My first experience from the fruit tree that is the ASUS Republic Of Gamers line of products, the GL552 gaming laptop, left a sour taste in my mouth. In my review, I brought up how it fared well as an everyday use kind-of laptop, but when it came to gaming I experienced—among other problems—several performance issues in games and a weak battery. When this beast was placed down in front of me, on the surface I was giddy (because who doesn’t like playing with different pieces of tech). Inside though, I was hesitant, as my time with the other laptop was still fresh in my mind and I was worried I’d be in for round two of laptop hell. The old idiom of “don’t judge a book by its cover” gets thrown around a lot, but it fits with this review.
As I stated above the G752 is a beast, both in physical appearance and regarding the hardware packed inside. Measuring in at over 17 inches and with an outer body composed of metal and hard plastic, you could practically start your own home gym with this laptop as the first weight. The world’s first backlit anti-ghosting keyboard, as the ASUS store states, and a unique cooling system help add their own style to the G752. On in the inside we are treated to some pretty high-end pieces of hardware. An Intel Core i7-6700HQ 2.6GHz processor and an Nvidia GeForce GTX 970M graphics card sporting 3 GB of VRAM, along with 16 GB of DDR4 RAM, a 1 TB hard drive, and a 128 GB SSD round-off the internal components.
If you ever plan on purchasing the G752 through retail, you might want to bring a wagon or dolly to lug it to your vehicle. I live nearly two hours from our offices and, as such, rely on public transit for most of my journey. The laptop wouldn’t fit in my backpack, so I resorted to carrying it around in the box it came in. I had to switch hands more than a few times to let my arms get some rest, as I didn’t want to let this thing out of my grip. I believe this laptop is intended to function primarily as a stationary machine—something in place of a computer tower and monitor setup—and that would explain its heft. When I think of laptops though, I think of something that you take to use wherever you need it, and this machine would stick out in a big way.
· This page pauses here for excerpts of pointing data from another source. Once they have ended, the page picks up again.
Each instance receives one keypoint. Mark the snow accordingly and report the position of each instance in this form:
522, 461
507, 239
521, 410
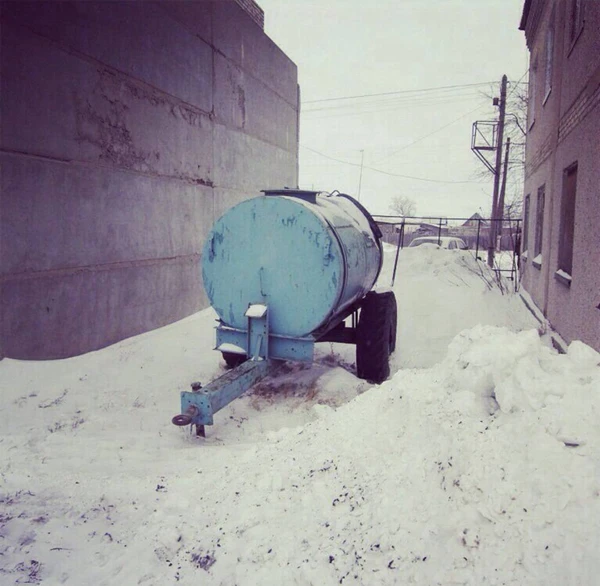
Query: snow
232, 348
564, 275
478, 462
After I finally returned home and got a chance to mess around with the laptop, there were a few things that initially caught my eye. The first is the strange looking vents on the back that give off an almost muscle car vibe. Turns out they’re for more than just for looks. According to the store site, the G752 features dedicated cooling modules for both the CPU and the GPU, which funnel the heat out through these back vents. This design also works to direct dust into the “anti-dust tunnel” (as they describe it), keeping it away from the hardware. Whoever the designer was on this ventilation system, have them work on every laptop now please. This was the least hot I’ve ever felt a laptop get. No, I didn’t let this thing rest on my legs while using it, but while I was gaming with it I would periodically check the bottom to see if anything had melted. Much to my surprise, the G752 never reached the incredibly hot temperature we can attribute to most other laptops. I spent three years in college using a Mac laptop. That thing could’ve probably fried an egg some days.
The anti-ghosting keyboard is also interesting to look at with its ergonomic layout and incredibly responsive key commands. Ghosting refers to a problem where some keyboard keys won’t work when multiple keys are pressed at the same time. ASUS states that this keyboard can understand commands as high as 30 keys hit at once, with 2.5mm of key travel. So for you octopi, squids, and multi-armed God gamers out there, I found the right laptop for you.
Being that this is a gaming laptop, what would this review be without some gaming experiences? There is some very impressive tech running within this machine aside from a graphics card that’s well over a year old at this point, so I decided to put it through the ringer. In the GL552 review, I stated I had multiple performance issues, particularly with newer games such as ADR1FT and Star Citizen. This time around, I had a much better experience. The ADR1FT problems were few and far between this time, and it was actually playable even on its highest graphical settings. I didn’t have access to Star Citizen this time, but I had an opportunity to review Total War: WARHAMMER, which was turning out to be pretty demanding game from what I’ve read. Colour me surprised once again when the game put the graphics pre-set to Ultra with barely any problems. The game was absolutely gorgeous and ran like a champ, with each individual army unit looking like a hand-painted miniature and the battlefield lush and alive with colours.
The G752 stands out to me as an incredible gaming laptop, and this is coming from someone who isn’t that fond of products like that. The price point of the laptop may seem high to some people, especially in a market where a better home computer can be built for half the price, but sometimes laptops are the only option. While the tech inside is a bit dated at this point, it’s still an incredible machine that I had an amazing time using and one that restored some of my trust back to the ASUS ROG lineup after my previous, negative experience. The G752 is an all-around great laptop that anyone looking for gaming laptop should definitely put on their list.